By Highlander | 22 November 2012 9:48 AM

@Highlander: I'm impressed by your solid grasp of statistics. Are we supposed to take as fact everything you friend tells you?

By Neo | 22 November 2012 10:27 AM

Wealth is not created by trading money. Wealth is created by manufacturing of physical goods or providing services (work). Money is a direct representation of the physical products available in society and a way of comparing the value of different products.

Saying you make money with money as a form of wealth generation is the economic equivalent of a perpetual motion machine. At some point it collapses.

Unfortunately, society rewards not those that produce, but the middle men between the consumers and producers. And there's no greater bunch of no-added value middle men than the bankers.

By H. | 22 November 2012 3:58 PM


You do know we will never see even half of that loan back anymore, right? Greece is a black hole. That's the reason they continuously need more.

And even if things finally go right, it will not go good enough to have money to spare to pay back the loan (OK, perhaps in 100-200 years, but the current population will never see that anymore).

Also, Greece can hardly make cuts, because the slighest cuts makes the Greece population strike already, and strikes causes their economy to worsen again.

And the cuts we have to take to be able to hand over that loan damages us more than the loan will potentially earn us.

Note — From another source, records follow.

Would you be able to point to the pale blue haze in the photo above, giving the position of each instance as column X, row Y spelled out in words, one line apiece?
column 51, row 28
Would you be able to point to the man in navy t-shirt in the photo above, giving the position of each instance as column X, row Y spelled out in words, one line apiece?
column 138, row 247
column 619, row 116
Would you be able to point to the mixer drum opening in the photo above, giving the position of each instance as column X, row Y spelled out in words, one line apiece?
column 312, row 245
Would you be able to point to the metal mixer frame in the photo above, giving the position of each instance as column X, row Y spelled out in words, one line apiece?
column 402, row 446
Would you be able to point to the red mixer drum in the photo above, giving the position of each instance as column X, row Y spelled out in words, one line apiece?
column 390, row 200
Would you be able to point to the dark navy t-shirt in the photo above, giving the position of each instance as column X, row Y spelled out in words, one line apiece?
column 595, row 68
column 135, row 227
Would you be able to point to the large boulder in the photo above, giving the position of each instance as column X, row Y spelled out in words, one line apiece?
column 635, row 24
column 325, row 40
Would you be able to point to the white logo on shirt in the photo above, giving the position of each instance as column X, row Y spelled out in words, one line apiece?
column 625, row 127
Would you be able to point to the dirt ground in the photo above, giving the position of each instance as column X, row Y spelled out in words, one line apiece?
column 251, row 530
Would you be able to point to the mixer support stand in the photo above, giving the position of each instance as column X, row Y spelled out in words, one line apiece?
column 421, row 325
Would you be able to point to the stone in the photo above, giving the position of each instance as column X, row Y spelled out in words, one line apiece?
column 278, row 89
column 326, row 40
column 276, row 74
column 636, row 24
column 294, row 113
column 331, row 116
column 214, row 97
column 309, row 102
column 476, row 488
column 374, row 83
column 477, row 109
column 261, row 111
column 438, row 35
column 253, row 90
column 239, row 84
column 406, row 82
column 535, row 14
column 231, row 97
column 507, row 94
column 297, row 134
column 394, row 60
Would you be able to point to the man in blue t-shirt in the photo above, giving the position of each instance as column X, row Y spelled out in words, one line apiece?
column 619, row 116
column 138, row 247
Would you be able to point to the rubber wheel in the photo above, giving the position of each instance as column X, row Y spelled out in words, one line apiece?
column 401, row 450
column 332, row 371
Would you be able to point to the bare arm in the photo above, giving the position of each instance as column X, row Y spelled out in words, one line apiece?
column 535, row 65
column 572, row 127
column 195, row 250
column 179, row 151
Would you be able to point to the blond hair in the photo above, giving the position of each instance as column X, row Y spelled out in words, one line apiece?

By Someone | 23 November 2012 1:52 AM

@Highlander: as someone with many professional colleagues working for CBS, which is recognized as one of the best national statistics bureaus in the World, I dare you to give some source or elaborate on your accusation of manipulation of unemployment rate and other statistics. It appears it is the game of the day: people don't like the number, they just say they are wrong without any proof or argument. Just because they feel it.

By Andre L. | 23 November 2012 6:20 AM

@Andre L.

How accurate are the unemployment figures do they include those who have exhausted their benefits too?


Nip down to your local Uitzendbureau in the Randstad and ask them how many c.v.'s they get for financial administration, or general administration posts for instance. I think that I will stand corrected. Its quite obvious that you are in employment at present.

By Highlander | 23 November 2012 1:56 PM

@ Maria - the Dutch do not 'make a stand' since the 90's when shopping and consuming became more important here than taking a stand for their rights. They do LOVE to complain and 'discuss' their opinions amongst each other for hours, but very very rarely actually take any action.

By B | 23 November 2012 4:22 PM

@Highlander: Then you already do stand corrected as there is definitely an issue there. You should have mentioned the sector you were refering to. However, the problem imo is not the only the economy per se. The financial and administration courses are absolutely packed with students. Don't know why everybody is going crazy for those courses.

By Neo | 23 November 2012 5:20 PM

Andre, you know yourself that the so-called unemployment figures in Canada are merely the numbers of those who are on EI. And you also know how they have tightened the rules in the last 20 years so fewer and fewer unemployed qualify for it.

I'm quite sure that isn't just a Canada thing...

By CW | 23 November 2012 7:48 PM

Unemployed is NOT measured as "number of people getting unemployment benefits" in any serious country. Unemployment is measured as people who, during a set of time (usually 2 weeks): didn't have work; looked for work; couldn't find any work.